AITA for telling my boyfriend he constantly abandons me?

38F, my boyfriend is 35M. We’ve been together 5 years, living together for 4. Things look fine from the outside, but I keep noticing the same pattern: whenever I’m scared, sick, overwhelmed, or need support, I end up handling it alone. When I bring it up, he says I’m dramatic or overreacting.

Some examples.

We went to his cousin’s wedding on a small island (one main road, no taxis). We rented e-bikes. Both bikes died in the middle of nowhere on an uphill stretch. Cars were flying past. I’m small and not strong and I started panicking. I asked him to call the bike shop. He said it would be embarrassing. I got overwhelmed and told him to just go.

He immediately rode off and left me there.

I eventually made it back in tears. The bike owner couldn’t believe we tried riding them back ourselves. My boyfriend acted totally fine about it and got annoyed that I was upset. We basically never talked about it again.

About a year later we went to a friend’s rave. After about an hour I told him I was cold and overwhelmed and wanted to leave. He had taken drugs and wanted to stay, but walked me to the exit. At the door he suddenly turned around and went back inside. My friends started texting me to make sure I got home safe. He never checked in. Later he said he didn’t text because I would’ve “overreacted.”

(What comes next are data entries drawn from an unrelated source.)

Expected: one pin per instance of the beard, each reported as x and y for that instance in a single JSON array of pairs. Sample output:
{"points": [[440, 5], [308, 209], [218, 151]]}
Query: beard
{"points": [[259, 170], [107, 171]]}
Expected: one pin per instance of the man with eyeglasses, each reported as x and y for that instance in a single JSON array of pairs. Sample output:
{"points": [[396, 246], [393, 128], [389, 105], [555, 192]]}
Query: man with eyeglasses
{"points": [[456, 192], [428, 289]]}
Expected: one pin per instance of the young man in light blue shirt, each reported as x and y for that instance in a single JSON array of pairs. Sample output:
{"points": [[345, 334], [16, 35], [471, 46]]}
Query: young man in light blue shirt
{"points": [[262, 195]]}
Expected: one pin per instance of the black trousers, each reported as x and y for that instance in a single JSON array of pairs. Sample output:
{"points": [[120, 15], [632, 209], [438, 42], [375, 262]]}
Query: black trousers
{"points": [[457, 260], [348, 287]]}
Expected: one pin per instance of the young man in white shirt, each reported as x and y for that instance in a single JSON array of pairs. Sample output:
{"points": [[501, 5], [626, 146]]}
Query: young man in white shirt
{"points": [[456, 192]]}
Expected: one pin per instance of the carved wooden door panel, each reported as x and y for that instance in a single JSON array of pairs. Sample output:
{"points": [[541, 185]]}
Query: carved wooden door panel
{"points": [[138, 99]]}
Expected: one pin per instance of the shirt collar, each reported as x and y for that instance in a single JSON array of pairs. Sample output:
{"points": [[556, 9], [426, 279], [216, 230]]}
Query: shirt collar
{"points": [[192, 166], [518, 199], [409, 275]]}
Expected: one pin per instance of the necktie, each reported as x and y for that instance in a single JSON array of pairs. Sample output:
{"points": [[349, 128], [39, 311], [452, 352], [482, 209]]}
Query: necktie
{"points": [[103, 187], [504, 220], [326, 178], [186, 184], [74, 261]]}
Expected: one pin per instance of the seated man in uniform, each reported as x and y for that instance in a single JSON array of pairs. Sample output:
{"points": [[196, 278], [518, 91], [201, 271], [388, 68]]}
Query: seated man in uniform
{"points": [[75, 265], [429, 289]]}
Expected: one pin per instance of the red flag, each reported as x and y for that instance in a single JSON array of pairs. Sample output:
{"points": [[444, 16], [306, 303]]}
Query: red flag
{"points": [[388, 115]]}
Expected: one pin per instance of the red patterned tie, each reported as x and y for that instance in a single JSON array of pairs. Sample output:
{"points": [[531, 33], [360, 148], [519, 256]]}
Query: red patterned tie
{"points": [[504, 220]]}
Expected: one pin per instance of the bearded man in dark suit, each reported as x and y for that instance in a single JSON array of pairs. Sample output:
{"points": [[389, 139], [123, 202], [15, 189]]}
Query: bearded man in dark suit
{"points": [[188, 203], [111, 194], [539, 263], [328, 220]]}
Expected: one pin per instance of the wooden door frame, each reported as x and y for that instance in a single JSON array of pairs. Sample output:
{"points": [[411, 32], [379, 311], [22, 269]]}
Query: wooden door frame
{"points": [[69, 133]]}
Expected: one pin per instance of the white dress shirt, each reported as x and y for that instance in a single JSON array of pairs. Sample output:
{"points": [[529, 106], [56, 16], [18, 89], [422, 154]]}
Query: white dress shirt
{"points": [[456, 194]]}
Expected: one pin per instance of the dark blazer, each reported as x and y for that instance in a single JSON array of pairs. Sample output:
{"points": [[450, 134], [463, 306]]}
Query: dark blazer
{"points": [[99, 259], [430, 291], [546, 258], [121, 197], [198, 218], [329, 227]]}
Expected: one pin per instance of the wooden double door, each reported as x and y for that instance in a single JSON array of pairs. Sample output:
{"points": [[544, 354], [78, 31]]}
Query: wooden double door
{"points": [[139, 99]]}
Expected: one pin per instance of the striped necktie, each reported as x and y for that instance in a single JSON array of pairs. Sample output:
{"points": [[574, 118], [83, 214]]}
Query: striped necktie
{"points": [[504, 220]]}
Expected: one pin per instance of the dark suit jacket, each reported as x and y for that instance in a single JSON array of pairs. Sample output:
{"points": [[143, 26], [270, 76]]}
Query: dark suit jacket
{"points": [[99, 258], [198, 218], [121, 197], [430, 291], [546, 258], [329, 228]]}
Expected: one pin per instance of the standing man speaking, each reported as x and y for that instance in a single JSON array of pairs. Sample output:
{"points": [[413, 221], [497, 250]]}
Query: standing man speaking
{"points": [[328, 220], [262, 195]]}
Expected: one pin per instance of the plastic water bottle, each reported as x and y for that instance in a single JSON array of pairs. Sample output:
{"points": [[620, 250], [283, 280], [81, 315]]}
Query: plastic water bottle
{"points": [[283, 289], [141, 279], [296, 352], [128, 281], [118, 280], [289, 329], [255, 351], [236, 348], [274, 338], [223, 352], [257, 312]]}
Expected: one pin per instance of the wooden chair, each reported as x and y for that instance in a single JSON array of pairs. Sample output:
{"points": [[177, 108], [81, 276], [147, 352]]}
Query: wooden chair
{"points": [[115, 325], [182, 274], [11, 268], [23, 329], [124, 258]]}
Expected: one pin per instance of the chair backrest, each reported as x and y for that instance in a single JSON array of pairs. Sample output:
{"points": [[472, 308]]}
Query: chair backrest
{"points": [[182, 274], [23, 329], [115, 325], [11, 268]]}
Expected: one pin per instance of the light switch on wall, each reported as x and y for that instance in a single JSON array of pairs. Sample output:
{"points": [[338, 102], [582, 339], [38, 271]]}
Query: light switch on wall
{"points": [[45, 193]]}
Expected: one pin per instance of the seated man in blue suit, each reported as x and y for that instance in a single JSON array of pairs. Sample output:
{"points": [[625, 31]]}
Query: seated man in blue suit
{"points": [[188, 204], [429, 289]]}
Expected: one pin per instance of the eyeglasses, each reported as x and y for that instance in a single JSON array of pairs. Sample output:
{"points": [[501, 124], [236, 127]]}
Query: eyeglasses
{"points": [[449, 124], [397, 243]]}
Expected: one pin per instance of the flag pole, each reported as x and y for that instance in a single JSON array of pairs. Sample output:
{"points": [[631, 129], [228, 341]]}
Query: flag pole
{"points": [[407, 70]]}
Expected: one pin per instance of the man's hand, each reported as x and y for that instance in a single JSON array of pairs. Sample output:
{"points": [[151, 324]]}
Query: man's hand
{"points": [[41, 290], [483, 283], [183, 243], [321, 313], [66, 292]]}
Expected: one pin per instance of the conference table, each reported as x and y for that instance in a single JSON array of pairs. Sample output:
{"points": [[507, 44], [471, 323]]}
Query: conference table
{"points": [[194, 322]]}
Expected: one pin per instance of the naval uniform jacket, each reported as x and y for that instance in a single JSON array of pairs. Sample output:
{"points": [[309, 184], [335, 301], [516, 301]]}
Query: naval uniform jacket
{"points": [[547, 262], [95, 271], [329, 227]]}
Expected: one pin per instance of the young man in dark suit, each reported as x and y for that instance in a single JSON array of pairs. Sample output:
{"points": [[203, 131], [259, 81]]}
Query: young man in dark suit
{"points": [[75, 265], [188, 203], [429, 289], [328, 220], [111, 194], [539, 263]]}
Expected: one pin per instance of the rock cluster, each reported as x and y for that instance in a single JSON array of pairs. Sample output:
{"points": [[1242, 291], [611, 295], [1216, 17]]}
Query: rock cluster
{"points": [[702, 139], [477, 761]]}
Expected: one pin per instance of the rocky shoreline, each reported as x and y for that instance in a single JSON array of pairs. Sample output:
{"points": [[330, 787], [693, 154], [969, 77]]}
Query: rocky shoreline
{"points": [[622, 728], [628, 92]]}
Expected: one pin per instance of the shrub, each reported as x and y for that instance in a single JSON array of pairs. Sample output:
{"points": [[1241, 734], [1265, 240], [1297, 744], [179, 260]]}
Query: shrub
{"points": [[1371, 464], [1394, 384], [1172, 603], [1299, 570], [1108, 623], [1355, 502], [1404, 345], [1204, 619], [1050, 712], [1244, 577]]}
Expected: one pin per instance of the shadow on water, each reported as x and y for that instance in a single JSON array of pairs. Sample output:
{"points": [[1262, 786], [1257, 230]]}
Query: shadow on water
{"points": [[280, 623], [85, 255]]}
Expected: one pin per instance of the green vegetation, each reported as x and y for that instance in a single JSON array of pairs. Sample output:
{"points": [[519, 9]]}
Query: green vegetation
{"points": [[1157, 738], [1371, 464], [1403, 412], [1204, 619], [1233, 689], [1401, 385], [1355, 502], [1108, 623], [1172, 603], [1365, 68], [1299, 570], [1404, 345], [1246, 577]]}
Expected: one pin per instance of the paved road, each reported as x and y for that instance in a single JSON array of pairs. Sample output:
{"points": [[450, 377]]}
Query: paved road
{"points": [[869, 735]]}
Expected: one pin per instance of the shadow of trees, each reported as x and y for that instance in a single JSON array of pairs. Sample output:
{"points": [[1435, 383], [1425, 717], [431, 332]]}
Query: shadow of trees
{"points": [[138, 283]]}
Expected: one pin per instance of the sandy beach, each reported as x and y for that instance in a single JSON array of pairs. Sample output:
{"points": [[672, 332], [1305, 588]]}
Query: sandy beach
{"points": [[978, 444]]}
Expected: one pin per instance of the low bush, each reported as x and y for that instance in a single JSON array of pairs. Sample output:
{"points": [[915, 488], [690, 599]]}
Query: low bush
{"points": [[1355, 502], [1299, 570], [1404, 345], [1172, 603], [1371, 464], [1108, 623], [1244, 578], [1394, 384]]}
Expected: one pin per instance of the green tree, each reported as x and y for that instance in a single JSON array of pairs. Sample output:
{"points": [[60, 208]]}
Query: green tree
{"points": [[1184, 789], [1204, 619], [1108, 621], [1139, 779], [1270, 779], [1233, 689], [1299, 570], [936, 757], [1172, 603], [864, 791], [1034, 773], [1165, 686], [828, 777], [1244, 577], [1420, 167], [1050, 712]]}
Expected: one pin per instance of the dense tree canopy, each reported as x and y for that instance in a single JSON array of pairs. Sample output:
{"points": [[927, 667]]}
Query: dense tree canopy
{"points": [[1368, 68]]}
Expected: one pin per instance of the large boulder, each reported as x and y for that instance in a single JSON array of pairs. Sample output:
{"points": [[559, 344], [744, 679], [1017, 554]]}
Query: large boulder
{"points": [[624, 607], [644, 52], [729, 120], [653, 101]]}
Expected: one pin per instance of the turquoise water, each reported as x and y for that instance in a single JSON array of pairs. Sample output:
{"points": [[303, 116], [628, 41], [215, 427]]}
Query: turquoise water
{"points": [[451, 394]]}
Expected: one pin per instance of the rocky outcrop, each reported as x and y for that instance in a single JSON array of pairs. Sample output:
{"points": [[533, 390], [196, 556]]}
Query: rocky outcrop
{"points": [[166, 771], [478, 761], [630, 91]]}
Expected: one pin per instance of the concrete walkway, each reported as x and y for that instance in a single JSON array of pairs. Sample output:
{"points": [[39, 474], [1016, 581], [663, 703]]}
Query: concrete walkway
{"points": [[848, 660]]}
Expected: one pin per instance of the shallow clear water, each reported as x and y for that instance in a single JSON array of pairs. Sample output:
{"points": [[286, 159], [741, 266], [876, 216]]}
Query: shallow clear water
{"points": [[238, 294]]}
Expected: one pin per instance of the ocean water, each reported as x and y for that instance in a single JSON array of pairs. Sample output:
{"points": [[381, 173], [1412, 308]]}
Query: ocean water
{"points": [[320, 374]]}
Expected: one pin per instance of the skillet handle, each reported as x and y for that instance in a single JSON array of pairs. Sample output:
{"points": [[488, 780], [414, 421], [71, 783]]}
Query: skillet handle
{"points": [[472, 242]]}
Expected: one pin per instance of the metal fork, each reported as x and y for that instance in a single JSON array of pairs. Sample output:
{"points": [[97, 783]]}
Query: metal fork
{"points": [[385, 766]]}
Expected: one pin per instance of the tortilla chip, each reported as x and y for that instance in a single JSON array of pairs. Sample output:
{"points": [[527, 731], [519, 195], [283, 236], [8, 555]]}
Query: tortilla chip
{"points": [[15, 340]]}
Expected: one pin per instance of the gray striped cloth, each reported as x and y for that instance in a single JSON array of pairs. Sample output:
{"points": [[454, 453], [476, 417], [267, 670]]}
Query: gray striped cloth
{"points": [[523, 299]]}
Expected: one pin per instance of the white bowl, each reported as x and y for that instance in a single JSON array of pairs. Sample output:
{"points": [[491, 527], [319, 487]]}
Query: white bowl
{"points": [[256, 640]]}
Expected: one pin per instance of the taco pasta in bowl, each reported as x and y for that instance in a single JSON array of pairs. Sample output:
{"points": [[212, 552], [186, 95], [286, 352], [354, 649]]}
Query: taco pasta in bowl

Then a few months later I had really bad abdominal pain and almost called an ambulance. We were both working from home. I stabilized later but I was still shaky and sweating and scared I might pass out. That night he went out with friends until 2–3am. He doesn’t understand why that hurt me.

Last thing: for my birthday I asked for a small weekend trip instead of a party. I already had flights covered with points and had found a place. He told me not to book it and said he’d handle everything. I trusted him. I checked in a couple times. The trip never happened. I still had a nice local birthday, but I don’t understand why he took over planning something important to me and then just let it die. I would’ve booked it myself.

He says these are isolated incidents and that I’m too sensitive.

To me it feels like a pattern. When I really need him, he’s just… not there.

So AITA for questioning the whole relationship over this?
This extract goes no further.